Travel Insurance Prediction: Journey from dataset selection to UI Based Prediction

Ankit Goyal
AI Skunks
Published in
11 min readDec 16, 2022

Through this article I want to explain the whole process of creating a simple data science project right from selecting a dataset for prediction to creating a model to finally deploying on a server to have our model predict based on User-based feature inputs. To keep this article short, I have covered all the steps in brief but feel free to refer to my Jupyter Notebook here to follow along and dive deeper into every step of the process. Hope you enjoy reading this article!

1. About the Dataset

A tour & travels company is offering travel insurance package to their customers. The new insurance package also includes covid cover. The company wants to know which customers would be interested to buy it based on their database history. The insurance was offered to some of the customers in 2019 and the given data has been extracted from the performance/sales of the package during that period. The data is provided for almost 2000 of its previous customers and we are required to build an intelligent model that can predict if the customer will be interested to buy the travel insurance package.

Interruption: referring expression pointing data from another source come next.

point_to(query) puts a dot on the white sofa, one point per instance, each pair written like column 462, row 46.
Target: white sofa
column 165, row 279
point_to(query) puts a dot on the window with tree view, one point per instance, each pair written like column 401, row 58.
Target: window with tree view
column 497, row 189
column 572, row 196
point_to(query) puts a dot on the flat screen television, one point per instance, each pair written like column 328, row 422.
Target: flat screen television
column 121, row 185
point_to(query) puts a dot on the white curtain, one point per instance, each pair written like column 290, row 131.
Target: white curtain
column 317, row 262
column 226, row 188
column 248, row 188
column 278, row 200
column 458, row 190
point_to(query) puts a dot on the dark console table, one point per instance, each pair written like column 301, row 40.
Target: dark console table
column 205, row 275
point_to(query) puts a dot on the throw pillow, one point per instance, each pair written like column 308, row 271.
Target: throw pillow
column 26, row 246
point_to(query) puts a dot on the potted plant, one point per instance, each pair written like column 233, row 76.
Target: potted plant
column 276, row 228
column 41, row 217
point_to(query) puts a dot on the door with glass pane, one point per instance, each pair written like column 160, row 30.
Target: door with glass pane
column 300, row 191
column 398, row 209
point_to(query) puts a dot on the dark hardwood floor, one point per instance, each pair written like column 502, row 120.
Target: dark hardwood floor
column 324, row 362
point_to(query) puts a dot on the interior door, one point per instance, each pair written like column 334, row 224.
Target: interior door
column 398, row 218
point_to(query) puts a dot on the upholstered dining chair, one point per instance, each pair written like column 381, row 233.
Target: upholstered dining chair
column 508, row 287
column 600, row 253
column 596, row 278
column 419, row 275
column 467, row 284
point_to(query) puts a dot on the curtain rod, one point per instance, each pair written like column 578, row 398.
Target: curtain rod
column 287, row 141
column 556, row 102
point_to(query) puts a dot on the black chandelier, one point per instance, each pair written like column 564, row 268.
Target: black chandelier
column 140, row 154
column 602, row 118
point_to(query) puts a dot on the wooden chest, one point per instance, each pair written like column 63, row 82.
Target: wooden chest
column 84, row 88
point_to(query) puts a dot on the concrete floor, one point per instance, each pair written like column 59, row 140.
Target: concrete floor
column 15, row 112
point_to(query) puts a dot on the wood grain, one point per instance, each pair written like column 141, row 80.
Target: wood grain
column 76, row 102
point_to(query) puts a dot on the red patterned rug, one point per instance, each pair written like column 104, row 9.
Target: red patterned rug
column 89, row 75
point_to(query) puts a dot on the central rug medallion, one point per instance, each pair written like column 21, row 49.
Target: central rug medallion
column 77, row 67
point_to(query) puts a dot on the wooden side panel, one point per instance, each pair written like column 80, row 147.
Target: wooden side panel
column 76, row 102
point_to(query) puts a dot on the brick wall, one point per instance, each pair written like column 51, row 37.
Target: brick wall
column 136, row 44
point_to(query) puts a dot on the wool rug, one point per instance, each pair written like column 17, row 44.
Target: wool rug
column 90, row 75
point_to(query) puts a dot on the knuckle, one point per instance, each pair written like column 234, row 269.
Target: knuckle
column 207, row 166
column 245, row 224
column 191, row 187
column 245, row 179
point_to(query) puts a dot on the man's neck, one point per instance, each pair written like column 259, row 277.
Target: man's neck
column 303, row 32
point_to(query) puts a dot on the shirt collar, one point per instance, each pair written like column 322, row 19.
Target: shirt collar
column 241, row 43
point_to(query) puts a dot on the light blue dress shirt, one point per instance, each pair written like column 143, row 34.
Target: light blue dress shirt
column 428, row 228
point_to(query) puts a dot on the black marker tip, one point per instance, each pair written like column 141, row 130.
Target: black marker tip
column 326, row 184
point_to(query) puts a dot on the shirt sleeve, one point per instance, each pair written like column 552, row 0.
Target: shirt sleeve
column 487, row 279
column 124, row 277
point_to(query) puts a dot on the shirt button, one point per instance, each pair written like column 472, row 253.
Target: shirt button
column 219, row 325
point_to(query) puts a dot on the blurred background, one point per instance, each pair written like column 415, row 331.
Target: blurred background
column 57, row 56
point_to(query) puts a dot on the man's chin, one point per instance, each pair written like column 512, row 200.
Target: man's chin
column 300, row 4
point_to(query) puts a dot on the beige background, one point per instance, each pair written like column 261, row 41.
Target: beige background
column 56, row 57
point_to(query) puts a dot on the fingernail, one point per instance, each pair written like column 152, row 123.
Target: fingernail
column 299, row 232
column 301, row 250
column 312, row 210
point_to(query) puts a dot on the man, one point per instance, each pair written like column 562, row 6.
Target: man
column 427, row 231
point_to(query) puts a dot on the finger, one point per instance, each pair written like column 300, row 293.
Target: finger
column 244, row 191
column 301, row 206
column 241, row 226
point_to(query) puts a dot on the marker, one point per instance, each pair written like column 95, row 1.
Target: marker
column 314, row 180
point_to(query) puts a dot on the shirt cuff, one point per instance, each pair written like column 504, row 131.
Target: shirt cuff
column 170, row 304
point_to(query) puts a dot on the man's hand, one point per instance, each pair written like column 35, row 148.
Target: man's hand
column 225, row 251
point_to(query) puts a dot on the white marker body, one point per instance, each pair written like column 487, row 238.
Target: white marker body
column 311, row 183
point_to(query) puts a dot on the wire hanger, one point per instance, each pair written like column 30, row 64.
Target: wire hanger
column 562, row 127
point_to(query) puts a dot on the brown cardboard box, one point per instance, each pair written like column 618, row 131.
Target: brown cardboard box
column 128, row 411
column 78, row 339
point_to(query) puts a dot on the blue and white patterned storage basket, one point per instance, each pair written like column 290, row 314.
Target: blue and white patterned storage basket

Kaggle Dataset Link: https://www.kaggle.com/datasets/tejashvi14/travel-insurance-prediction-data

Column Description for our Dataset

Target Variable/Dependent Variable

TravelInsurance — Did the customer buy travel insurance package during introductory offering held in the year 2019. This is the variable we have to predict

Predictor Variables/Independent Variables

  1. Age — Age of the customer
  2. Employment Type — The sector in which customer is employed
  3. GraduateOrNot — Whether the customer is college graduate or not
  4. AnnualIncome — The yearly income of the customer in indian rupees[rounded to nearest 50 thousand rupees]
  5. FamilyMembers — Number of members in customer’s family
  6. ChronicDiseases — Whether the customer suffers from any major disease or conditions like Diabetes/high BP or Asthma, etc
  7. FrequentFlyer — Derived data based on customer’s history of booking air tickets on at-least 4 different instances in the last 2 years[2017–2019]
  8. EverTravelledAbroad — Has the customer ever travelled to a foreign country
#loading the file
df_train=pd.read_csv('TravelInsurancePrediction.csv')

#defining the response and the predictors
y_total=df_train['TravelInsurance']
data = df_train.drop(['Unnamed: 0'],axis=1)
df_train=df_train.drop(['TravelInsurance', 'Unnamed: 0'],axis=1)
df_train.head()

2. Exploratory Data Analysis

Q. Why do we really need this step? What if we skip this and jump directly to creating models?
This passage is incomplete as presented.